Conservatives were freaking out, organizing book burnings, and passing bans. This wasn't Nazi Germany in the 1930's, but instead was the United States in the 1950's, and the target was not “decadent” writing or “red” texts connected with another hysteria of that time (for would-be authoritarians always need enemies and a crisis, preferably several)... The books being banned and burned were comic books, filled with “depravity” and “immorality.” In order to avoid government censorship, the comic book industry created its own standards, the draconian Comics Code Authority, adopted in 1954.
Turns out, the conservatives were right. Even with the CCA in place, comic books became a gateway to increased tolerance. Women were strong, characters defied gender expectations, people of color could be heroes, the “authorities” could turn out to be the bad guys, and many characters were coded as queer. So many kids came to identify with the mutant X-Men, persecuted, gifted, unique.
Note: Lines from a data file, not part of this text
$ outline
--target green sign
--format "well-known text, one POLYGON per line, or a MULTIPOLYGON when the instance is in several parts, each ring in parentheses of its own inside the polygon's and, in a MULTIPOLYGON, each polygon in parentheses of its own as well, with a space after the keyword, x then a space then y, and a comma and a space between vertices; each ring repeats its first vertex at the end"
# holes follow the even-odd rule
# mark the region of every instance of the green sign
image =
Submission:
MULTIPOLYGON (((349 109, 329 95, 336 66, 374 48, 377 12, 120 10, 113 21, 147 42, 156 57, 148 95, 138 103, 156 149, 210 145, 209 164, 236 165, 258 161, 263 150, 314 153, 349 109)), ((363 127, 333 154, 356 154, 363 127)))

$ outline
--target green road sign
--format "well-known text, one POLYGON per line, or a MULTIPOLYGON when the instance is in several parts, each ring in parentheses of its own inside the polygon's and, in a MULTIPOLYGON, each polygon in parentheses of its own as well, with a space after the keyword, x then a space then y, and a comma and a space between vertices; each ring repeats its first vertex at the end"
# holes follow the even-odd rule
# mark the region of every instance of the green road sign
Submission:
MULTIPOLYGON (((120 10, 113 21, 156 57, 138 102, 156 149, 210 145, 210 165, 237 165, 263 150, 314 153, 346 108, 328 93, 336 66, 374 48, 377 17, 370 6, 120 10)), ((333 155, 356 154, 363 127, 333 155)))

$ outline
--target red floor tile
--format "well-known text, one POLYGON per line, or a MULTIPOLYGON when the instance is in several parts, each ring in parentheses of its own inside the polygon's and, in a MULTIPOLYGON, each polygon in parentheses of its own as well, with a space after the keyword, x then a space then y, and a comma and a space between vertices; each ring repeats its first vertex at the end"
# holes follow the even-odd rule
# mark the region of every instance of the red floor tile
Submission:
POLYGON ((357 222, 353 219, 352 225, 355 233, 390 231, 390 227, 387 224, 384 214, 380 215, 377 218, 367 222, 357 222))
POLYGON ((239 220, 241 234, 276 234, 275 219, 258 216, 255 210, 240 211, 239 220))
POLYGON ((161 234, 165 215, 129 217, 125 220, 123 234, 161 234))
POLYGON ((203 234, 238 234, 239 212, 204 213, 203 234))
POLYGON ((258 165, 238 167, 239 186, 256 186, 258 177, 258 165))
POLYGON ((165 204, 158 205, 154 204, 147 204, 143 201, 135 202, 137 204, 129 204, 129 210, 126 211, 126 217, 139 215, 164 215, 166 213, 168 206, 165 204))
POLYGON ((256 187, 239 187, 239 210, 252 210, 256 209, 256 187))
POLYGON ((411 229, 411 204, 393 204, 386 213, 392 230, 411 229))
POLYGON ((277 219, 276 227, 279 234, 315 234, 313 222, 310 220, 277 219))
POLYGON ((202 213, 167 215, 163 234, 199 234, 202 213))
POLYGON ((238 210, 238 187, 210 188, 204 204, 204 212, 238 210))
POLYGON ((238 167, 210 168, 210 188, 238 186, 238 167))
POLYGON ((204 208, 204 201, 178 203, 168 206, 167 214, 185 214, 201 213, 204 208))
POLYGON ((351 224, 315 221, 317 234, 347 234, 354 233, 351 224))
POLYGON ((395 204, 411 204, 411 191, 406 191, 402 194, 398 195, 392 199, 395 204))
Marvel, the publisher of the X-Men titles, was the first to officially break with the CCA, in 2001. The last two publishers adhering to the code, DC Comics and Archie Comics, abandoned it in 2011.
The world did not end.
Even as comics promoted diversity, the industry itself became more diverse. Pioneering works like Art Spiegelman's Pulitzer Prize-winning graphic novel “Maus” expanded the art form, bringing in new fans, drawing the attention of scholars and critics. Today, “Maus” is among the works conservatives are trying to ban.
It didn't work then. It won't work now.
In the end, you cannot control holy creativity and imagination, a God that is prolific and exuberant, not with a “Comics Code Authority,” not with a stone rolled in front of a tomb. Holy Saturday sucks, but love always wins in the end.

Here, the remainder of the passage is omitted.